22 Aug A man should economize his strength even when he is young. (ARTHUR SCHOPENHAUER)
Up to our thirty-sixth year, we may be compared, in respect of the way in which we use our vital energy, to people who live on the interest of their money: what they spend to-day, they have again to-morrow. But from the age of thirty-six onwards, our position is like that of the investor who begins to entrench upon his capital. At first he hardly notices any difference at all, as the greater part of his expenses is covered by the interest of his securities; and if the deficit is but slight, he pays no attention to it. But the deficit goes on increasing, until he awakes to the fact that it is becoming more serious every day: his position becomes less and less secure, and he feels himself growing poorer and poorer, while he has no expectation of this drain upon his resources coming to an end.
His fall from wealth to poverty becomes faster every moment — like the fall of a solid body in space, until at last he has absolutely nothing left. A man is truly in a woeful plight if both the terms of this comparison — his vital energy and his wealth — really begin to melt away at one and the same time. It is the dread of this calamity that makes love of possession increase with age.

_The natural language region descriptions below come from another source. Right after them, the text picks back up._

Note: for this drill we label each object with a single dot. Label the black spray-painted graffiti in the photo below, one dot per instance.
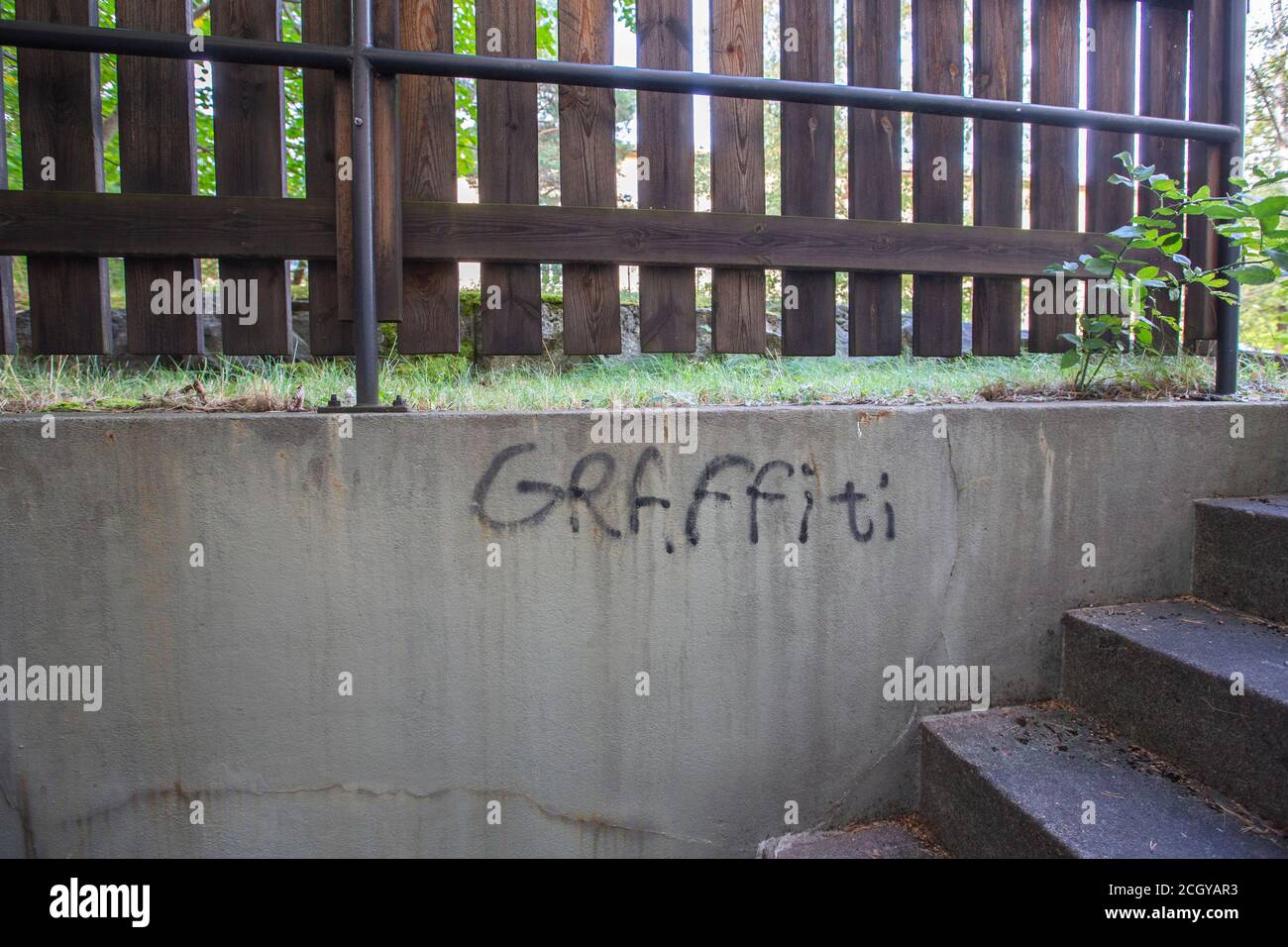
(592, 475)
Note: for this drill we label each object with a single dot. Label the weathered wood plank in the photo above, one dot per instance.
(809, 172)
(876, 172)
(936, 169)
(159, 155)
(999, 33)
(1207, 95)
(588, 175)
(250, 161)
(387, 179)
(507, 172)
(62, 150)
(1164, 62)
(325, 21)
(737, 170)
(160, 226)
(1111, 88)
(432, 321)
(1054, 187)
(669, 318)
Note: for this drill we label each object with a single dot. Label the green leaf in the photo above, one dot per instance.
(1267, 211)
(1127, 232)
(1253, 275)
(1220, 211)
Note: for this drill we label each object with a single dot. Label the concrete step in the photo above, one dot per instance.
(1159, 674)
(1017, 781)
(1240, 554)
(902, 838)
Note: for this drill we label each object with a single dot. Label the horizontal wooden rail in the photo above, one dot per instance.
(97, 224)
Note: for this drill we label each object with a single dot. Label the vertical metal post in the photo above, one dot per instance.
(1228, 313)
(365, 330)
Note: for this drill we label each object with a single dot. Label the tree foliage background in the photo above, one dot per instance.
(1265, 307)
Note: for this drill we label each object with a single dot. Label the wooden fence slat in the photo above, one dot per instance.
(62, 150)
(1163, 75)
(250, 161)
(159, 155)
(936, 169)
(807, 172)
(588, 175)
(737, 170)
(327, 22)
(386, 179)
(8, 309)
(1111, 88)
(999, 31)
(669, 318)
(507, 174)
(432, 320)
(1207, 94)
(876, 171)
(1054, 187)
(269, 228)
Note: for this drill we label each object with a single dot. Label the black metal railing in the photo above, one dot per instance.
(362, 59)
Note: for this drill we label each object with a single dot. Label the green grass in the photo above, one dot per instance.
(450, 382)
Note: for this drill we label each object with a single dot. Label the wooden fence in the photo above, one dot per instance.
(65, 227)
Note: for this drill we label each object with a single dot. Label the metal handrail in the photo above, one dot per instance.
(362, 59)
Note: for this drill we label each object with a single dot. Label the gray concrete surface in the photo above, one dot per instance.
(518, 684)
(1240, 554)
(1159, 674)
(1042, 783)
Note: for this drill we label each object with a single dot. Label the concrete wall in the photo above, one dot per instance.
(516, 684)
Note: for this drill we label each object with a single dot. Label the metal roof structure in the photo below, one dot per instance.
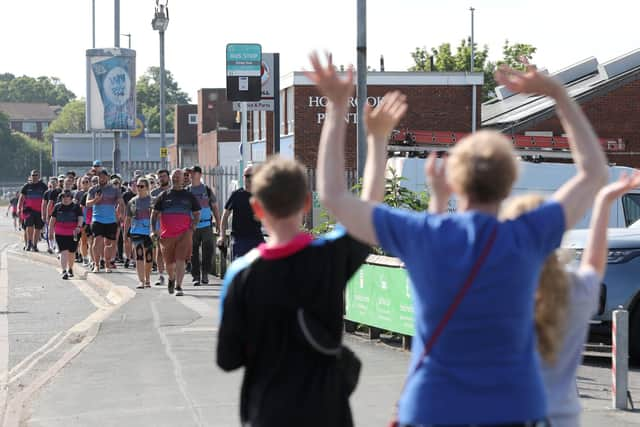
(584, 80)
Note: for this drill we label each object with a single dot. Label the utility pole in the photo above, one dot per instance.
(361, 87)
(116, 42)
(473, 87)
(160, 23)
(93, 46)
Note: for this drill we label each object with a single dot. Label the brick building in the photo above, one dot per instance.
(30, 118)
(217, 129)
(609, 94)
(184, 150)
(436, 101)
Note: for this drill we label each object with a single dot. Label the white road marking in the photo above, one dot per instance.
(177, 370)
(4, 333)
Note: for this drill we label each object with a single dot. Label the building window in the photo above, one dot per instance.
(283, 112)
(290, 111)
(29, 127)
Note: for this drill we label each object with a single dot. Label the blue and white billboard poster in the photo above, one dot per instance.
(111, 91)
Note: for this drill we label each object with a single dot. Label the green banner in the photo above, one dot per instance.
(381, 296)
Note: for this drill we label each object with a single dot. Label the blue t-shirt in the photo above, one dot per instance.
(205, 199)
(139, 210)
(485, 361)
(104, 211)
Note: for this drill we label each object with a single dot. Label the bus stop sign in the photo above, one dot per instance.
(243, 72)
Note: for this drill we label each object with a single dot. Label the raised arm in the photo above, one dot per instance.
(595, 252)
(575, 195)
(355, 214)
(379, 123)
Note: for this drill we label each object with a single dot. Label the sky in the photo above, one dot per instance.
(44, 37)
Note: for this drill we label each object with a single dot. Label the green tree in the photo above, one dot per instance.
(444, 59)
(70, 120)
(20, 153)
(512, 54)
(28, 89)
(148, 98)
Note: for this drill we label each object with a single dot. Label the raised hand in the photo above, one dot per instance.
(337, 89)
(529, 81)
(380, 121)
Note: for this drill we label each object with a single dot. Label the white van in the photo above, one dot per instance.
(541, 178)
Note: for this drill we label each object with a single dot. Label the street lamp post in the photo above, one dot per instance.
(160, 23)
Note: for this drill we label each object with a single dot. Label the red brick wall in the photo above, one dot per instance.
(430, 108)
(208, 150)
(614, 115)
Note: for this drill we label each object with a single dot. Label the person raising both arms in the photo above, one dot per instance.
(474, 346)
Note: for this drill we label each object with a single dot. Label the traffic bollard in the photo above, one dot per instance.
(620, 357)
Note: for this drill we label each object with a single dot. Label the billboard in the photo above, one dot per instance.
(111, 89)
(380, 296)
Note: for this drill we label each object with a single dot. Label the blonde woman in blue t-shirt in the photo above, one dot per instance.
(485, 360)
(566, 300)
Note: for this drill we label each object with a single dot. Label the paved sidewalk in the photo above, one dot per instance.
(152, 361)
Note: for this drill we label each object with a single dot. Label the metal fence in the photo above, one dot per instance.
(128, 168)
(223, 180)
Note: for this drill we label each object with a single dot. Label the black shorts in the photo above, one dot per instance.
(34, 219)
(108, 231)
(141, 239)
(66, 243)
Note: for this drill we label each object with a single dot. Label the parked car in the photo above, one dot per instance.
(621, 284)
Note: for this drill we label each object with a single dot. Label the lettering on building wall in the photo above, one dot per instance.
(321, 102)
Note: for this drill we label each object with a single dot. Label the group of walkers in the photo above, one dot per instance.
(500, 321)
(157, 222)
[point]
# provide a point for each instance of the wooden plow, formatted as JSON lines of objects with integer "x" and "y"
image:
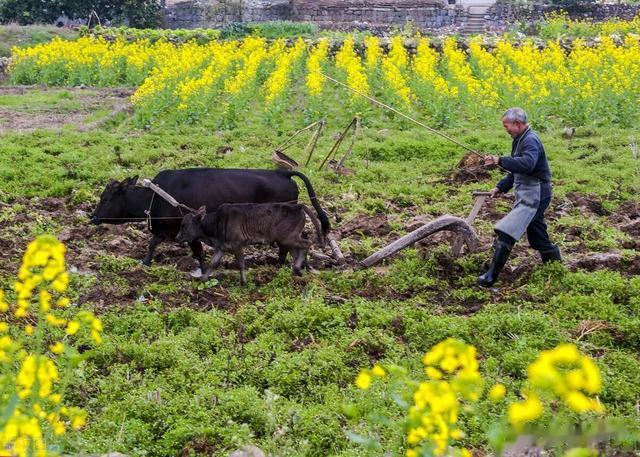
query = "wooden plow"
{"x": 462, "y": 228}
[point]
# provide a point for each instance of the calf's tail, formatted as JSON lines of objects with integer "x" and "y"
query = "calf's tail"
{"x": 316, "y": 224}
{"x": 324, "y": 220}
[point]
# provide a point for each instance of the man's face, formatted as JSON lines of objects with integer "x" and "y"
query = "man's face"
{"x": 514, "y": 128}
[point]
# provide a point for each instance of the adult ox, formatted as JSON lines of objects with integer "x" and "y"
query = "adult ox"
{"x": 123, "y": 201}
{"x": 233, "y": 226}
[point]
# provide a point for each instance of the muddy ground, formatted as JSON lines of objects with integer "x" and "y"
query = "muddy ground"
{"x": 89, "y": 244}
{"x": 25, "y": 119}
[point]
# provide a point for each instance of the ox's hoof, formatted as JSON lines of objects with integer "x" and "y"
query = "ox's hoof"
{"x": 197, "y": 273}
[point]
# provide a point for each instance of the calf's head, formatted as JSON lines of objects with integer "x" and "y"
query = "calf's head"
{"x": 113, "y": 204}
{"x": 191, "y": 226}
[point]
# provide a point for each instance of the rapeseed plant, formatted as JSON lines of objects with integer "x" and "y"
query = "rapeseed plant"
{"x": 30, "y": 392}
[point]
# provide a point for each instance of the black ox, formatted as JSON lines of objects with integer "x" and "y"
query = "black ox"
{"x": 234, "y": 226}
{"x": 123, "y": 201}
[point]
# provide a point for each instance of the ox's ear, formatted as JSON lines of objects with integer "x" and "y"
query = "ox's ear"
{"x": 130, "y": 182}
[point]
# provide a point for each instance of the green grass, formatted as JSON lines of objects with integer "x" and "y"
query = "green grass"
{"x": 24, "y": 36}
{"x": 209, "y": 369}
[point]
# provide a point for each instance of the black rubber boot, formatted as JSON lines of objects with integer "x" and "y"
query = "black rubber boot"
{"x": 500, "y": 256}
{"x": 551, "y": 255}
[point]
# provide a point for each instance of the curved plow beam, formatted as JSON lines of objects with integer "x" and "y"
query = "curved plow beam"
{"x": 445, "y": 222}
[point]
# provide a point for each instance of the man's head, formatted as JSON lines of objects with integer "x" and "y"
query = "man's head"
{"x": 515, "y": 121}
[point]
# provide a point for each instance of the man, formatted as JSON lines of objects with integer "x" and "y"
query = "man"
{"x": 529, "y": 173}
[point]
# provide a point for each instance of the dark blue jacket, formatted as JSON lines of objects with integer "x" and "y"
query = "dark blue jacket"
{"x": 527, "y": 157}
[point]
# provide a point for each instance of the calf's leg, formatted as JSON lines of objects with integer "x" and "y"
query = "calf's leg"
{"x": 215, "y": 261}
{"x": 155, "y": 241}
{"x": 240, "y": 261}
{"x": 198, "y": 253}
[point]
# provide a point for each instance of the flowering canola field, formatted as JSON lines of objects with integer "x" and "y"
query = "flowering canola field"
{"x": 223, "y": 78}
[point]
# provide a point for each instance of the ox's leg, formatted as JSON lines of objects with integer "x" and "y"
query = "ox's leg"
{"x": 282, "y": 254}
{"x": 299, "y": 256}
{"x": 240, "y": 261}
{"x": 155, "y": 241}
{"x": 198, "y": 253}
{"x": 215, "y": 261}
{"x": 300, "y": 259}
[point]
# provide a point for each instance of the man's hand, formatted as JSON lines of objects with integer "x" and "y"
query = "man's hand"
{"x": 490, "y": 161}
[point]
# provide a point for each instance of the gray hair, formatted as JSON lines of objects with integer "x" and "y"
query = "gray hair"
{"x": 515, "y": 115}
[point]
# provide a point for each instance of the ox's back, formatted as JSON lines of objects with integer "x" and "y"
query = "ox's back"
{"x": 211, "y": 187}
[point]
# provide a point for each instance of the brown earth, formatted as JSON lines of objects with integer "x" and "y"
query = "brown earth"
{"x": 115, "y": 99}
{"x": 87, "y": 244}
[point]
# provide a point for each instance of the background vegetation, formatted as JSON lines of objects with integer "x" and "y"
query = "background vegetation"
{"x": 204, "y": 368}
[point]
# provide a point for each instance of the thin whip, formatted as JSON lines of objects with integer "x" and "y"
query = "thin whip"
{"x": 391, "y": 108}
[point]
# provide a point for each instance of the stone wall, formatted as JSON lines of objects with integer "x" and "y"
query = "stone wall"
{"x": 374, "y": 14}
{"x": 424, "y": 14}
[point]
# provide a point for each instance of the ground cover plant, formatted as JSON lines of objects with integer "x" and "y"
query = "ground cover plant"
{"x": 205, "y": 368}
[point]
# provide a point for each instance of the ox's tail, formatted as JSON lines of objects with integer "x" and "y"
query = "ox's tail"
{"x": 316, "y": 224}
{"x": 324, "y": 220}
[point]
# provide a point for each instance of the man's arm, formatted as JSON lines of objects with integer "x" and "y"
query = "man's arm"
{"x": 505, "y": 184}
{"x": 524, "y": 163}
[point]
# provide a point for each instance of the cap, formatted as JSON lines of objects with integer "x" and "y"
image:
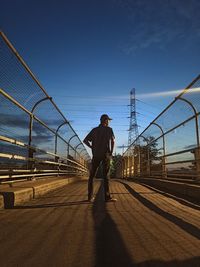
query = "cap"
{"x": 105, "y": 117}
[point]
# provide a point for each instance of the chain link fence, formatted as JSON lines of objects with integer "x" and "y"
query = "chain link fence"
{"x": 35, "y": 137}
{"x": 169, "y": 146}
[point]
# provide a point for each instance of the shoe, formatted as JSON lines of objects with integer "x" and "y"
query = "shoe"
{"x": 91, "y": 199}
{"x": 111, "y": 199}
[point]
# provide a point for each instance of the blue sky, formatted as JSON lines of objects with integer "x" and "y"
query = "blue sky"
{"x": 88, "y": 55}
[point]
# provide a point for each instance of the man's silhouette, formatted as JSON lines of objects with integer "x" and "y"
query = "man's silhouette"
{"x": 101, "y": 140}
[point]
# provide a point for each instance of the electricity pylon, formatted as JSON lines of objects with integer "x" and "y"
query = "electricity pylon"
{"x": 133, "y": 128}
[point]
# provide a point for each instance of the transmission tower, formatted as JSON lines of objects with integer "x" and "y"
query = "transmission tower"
{"x": 133, "y": 129}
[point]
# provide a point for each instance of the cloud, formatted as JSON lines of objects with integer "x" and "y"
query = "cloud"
{"x": 160, "y": 23}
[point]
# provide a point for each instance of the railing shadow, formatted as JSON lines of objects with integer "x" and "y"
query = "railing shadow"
{"x": 186, "y": 226}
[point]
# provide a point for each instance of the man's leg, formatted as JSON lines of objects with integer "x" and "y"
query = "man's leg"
{"x": 95, "y": 165}
{"x": 106, "y": 169}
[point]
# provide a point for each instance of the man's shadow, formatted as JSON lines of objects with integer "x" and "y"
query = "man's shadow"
{"x": 110, "y": 248}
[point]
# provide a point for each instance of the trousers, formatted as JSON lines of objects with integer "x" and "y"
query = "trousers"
{"x": 105, "y": 169}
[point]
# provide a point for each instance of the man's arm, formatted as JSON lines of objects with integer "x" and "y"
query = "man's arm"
{"x": 85, "y": 141}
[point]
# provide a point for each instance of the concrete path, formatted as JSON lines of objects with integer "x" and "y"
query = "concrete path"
{"x": 143, "y": 228}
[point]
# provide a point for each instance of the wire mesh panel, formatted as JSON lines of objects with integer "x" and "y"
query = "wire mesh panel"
{"x": 34, "y": 134}
{"x": 172, "y": 140}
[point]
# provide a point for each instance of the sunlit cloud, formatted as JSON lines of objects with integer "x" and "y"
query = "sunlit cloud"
{"x": 155, "y": 94}
{"x": 175, "y": 20}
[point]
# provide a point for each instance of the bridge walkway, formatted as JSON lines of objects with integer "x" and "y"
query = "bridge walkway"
{"x": 143, "y": 228}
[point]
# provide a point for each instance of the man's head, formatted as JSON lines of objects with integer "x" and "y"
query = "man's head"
{"x": 105, "y": 119}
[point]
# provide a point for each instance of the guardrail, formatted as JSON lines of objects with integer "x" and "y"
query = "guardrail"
{"x": 169, "y": 146}
{"x": 36, "y": 139}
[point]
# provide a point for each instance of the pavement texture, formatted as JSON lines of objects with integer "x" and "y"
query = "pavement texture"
{"x": 13, "y": 194}
{"x": 61, "y": 228}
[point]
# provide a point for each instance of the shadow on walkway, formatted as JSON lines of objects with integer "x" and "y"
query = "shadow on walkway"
{"x": 52, "y": 205}
{"x": 191, "y": 229}
{"x": 110, "y": 248}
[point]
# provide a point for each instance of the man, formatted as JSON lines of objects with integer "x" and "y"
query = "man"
{"x": 101, "y": 140}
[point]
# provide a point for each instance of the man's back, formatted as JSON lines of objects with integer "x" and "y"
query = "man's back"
{"x": 100, "y": 137}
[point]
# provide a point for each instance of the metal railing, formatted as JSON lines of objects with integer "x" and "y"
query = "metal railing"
{"x": 169, "y": 146}
{"x": 36, "y": 139}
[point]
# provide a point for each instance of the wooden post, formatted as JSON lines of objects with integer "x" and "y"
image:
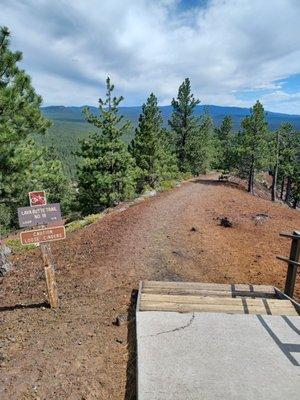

On the other hand, at the beginning of life, in the years before we attain majority, and for some little time afterwards — the state of our vital energy puts us on a level with those who each year lay by a part of their interest and add it to their capital: in other words, not only does their interest come in regularly, but the capital is constantly receiving additions. This happy condition of affairs is sometimes brought about — with health as with money — under the watchful care of some honest guardian. O happy youth, and sad old age! Nevertheless, a man should economize his strength even when he is young.